Some 30 per cent of the garment workers surveyed have said they face an increasing work pressure while 22 per cent said they face a rise in work-related harassment during the pandemic, according to a CPD study.

Twenty per cent of the workers who were terminated during the Covid-19 have not still received their lawful benefits, while nine per cent workers had their job changing to contractual status, the CPD (Centre for Policy Dialogue) revealed at a virtual programme on Saturday.

The CPD recently conducted its study titled “Corporate Accountability of the RMG Sector in view of COVID Pandemic: Challenges in Ensuring Workers’ Well-being” in Dhaka and Gazipur.

The study covers 102 factories and 400 workers including 100 unemployed workers.

Some sections of the Bangladesh Labour Act 2018 (section 324, 100, 102 and 105) have been withheld during the pandemic, and it can be partly attributed to a rise in work pressure and related harassment, said CPD Research Director Dr Khondaker Golam Moazzem, while presenting the study findings.

Workers do not want to speak against any malpractices as they feel threatened to be ‘blacklisted’, meaning that they would not ever get a job in the garment sector in the future, he said.

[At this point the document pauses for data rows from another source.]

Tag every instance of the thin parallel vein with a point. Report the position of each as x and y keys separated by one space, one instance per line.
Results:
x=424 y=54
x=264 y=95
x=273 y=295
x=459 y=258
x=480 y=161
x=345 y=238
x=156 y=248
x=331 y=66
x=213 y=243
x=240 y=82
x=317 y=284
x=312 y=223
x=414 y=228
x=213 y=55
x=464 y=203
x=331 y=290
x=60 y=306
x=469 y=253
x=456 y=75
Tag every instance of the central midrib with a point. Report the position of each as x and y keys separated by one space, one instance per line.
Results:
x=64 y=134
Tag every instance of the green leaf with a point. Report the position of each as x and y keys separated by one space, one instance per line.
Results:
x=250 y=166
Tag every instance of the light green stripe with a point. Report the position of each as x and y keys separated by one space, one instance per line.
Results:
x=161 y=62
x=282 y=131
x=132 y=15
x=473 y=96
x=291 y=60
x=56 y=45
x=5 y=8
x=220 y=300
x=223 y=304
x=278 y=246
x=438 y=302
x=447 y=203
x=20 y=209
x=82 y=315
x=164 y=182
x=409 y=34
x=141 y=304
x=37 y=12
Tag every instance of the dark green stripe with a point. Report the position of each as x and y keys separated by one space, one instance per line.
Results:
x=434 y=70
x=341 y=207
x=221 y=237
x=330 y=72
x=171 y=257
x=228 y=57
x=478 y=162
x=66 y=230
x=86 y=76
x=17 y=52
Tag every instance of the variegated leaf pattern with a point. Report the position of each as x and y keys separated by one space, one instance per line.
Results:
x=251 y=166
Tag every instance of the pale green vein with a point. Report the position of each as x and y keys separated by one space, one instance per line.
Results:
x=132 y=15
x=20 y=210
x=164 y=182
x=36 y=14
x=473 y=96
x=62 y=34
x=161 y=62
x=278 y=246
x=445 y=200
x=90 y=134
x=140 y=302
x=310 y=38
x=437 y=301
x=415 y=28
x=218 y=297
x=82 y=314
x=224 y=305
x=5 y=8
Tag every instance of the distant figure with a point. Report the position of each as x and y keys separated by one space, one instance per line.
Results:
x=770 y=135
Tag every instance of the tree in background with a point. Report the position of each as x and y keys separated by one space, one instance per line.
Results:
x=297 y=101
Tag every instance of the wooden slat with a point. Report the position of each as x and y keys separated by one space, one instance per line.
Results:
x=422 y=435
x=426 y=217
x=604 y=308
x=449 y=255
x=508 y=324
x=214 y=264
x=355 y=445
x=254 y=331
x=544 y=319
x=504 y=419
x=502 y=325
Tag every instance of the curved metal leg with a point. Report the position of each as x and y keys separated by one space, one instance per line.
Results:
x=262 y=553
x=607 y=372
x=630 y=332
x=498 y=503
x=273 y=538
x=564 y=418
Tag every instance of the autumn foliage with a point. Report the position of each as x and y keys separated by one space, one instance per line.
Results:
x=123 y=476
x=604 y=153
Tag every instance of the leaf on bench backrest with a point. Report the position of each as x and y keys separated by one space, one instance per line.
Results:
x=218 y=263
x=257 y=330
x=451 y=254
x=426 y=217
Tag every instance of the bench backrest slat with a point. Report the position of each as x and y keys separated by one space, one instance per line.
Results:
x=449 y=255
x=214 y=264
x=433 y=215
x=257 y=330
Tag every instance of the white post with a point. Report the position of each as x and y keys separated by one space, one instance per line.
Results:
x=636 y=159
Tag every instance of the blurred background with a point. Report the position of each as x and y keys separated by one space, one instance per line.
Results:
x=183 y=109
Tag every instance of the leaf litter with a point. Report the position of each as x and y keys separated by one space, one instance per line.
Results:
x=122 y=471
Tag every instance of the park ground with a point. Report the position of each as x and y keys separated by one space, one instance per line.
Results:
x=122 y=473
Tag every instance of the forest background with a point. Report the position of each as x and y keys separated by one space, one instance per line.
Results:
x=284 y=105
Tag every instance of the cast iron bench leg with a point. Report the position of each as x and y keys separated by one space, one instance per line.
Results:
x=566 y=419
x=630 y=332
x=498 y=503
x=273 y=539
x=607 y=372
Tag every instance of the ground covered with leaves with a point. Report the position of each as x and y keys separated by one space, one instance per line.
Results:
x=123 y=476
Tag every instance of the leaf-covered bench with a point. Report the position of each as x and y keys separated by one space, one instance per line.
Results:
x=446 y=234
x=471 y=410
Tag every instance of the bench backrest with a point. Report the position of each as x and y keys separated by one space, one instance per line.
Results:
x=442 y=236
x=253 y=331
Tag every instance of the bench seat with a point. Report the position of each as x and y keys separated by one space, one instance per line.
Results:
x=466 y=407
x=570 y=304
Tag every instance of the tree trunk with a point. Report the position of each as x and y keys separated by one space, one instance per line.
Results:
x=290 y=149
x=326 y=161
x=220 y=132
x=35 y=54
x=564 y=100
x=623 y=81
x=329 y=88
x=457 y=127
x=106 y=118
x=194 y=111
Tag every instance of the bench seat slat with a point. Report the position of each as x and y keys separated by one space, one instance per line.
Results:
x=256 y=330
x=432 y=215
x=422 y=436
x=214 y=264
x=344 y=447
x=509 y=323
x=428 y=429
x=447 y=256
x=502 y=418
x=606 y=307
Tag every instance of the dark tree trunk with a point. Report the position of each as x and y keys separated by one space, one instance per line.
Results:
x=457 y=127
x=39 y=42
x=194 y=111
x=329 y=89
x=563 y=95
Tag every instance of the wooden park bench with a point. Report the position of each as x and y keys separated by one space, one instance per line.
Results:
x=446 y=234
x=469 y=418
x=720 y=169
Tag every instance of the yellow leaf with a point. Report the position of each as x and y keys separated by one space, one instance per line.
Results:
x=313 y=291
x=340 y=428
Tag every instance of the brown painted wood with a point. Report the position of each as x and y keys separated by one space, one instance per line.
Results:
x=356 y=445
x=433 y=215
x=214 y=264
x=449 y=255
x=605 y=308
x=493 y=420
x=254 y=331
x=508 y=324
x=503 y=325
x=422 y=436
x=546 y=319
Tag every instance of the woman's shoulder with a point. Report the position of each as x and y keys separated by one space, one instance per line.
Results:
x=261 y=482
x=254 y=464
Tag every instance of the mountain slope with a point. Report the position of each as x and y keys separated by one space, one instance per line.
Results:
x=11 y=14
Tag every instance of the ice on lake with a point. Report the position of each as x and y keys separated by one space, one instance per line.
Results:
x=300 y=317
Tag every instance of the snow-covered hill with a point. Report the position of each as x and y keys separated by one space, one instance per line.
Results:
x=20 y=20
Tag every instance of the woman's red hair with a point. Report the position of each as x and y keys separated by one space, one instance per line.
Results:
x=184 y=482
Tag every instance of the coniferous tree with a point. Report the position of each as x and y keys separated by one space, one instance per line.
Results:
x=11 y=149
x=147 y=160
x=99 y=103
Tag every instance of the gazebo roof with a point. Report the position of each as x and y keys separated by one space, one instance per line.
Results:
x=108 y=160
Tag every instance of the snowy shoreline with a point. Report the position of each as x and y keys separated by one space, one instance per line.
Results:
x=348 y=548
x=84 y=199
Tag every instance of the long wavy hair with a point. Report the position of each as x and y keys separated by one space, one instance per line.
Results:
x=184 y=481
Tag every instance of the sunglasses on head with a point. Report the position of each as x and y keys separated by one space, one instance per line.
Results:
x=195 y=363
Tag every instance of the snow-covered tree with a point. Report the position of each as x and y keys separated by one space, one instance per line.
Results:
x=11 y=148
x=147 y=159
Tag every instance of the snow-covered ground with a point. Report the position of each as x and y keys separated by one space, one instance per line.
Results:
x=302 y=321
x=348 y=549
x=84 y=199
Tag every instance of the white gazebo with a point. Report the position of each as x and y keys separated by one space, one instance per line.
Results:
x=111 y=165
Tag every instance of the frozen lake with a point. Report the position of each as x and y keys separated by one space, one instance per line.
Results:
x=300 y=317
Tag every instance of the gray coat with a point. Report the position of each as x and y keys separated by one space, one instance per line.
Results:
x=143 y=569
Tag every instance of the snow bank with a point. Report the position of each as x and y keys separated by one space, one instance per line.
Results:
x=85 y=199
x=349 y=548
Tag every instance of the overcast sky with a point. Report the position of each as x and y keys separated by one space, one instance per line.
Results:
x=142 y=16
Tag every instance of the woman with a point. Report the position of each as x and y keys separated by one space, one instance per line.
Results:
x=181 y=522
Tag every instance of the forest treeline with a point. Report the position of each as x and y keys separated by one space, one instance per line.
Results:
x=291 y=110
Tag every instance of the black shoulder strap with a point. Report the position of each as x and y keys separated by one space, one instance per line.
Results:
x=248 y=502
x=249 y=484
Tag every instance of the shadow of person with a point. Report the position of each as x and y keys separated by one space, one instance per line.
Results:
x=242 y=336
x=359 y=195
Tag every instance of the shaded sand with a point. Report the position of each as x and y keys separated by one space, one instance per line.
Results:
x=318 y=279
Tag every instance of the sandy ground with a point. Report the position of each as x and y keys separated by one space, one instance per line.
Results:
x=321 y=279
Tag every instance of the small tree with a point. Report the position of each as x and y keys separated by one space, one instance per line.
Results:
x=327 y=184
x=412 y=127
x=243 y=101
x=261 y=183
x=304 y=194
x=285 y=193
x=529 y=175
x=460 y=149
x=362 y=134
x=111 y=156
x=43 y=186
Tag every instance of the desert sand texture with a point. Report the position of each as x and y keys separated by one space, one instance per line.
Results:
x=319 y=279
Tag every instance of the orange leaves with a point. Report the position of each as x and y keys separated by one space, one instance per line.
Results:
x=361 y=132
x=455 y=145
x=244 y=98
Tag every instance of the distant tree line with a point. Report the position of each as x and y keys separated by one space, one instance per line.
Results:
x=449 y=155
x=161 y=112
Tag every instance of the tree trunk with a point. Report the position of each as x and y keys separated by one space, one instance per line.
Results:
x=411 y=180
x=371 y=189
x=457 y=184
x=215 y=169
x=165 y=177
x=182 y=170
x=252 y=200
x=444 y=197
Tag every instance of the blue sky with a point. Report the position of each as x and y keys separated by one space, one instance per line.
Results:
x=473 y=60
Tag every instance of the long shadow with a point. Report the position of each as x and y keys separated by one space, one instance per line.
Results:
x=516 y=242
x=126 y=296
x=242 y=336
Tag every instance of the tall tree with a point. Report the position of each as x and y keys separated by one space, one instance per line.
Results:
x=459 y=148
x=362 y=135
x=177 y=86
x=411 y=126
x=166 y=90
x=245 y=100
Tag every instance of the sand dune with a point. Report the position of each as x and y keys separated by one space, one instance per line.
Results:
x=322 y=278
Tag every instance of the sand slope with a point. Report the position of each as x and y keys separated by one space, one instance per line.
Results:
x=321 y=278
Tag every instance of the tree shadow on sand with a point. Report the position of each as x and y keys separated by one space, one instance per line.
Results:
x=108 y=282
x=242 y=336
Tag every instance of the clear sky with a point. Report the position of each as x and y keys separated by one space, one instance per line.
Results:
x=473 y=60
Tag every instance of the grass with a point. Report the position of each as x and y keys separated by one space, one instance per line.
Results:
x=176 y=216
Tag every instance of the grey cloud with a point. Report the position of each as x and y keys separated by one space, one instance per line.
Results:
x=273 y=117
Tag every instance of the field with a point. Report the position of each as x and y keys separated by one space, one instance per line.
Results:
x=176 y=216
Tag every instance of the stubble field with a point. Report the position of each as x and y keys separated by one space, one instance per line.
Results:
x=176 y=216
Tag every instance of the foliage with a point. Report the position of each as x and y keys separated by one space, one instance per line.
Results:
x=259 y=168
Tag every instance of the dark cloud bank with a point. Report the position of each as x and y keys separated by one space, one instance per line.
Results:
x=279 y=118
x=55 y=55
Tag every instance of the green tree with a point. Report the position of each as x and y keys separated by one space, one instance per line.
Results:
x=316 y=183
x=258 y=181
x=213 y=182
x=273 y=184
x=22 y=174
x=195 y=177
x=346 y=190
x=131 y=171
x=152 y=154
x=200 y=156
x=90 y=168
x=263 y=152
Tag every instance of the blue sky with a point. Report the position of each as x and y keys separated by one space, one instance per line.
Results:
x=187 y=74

There is a gap in social dialogue between employers and workers, he said adding that 37 per cent of the surveyed employers admitted that they sit either occasionally or never with their workers or workers’ representatives regarding any matter of dispute or inconvenience.

And the practice of social dialogue is largely absent from employers that are small and not members of any trade body, Mr Moazzem said.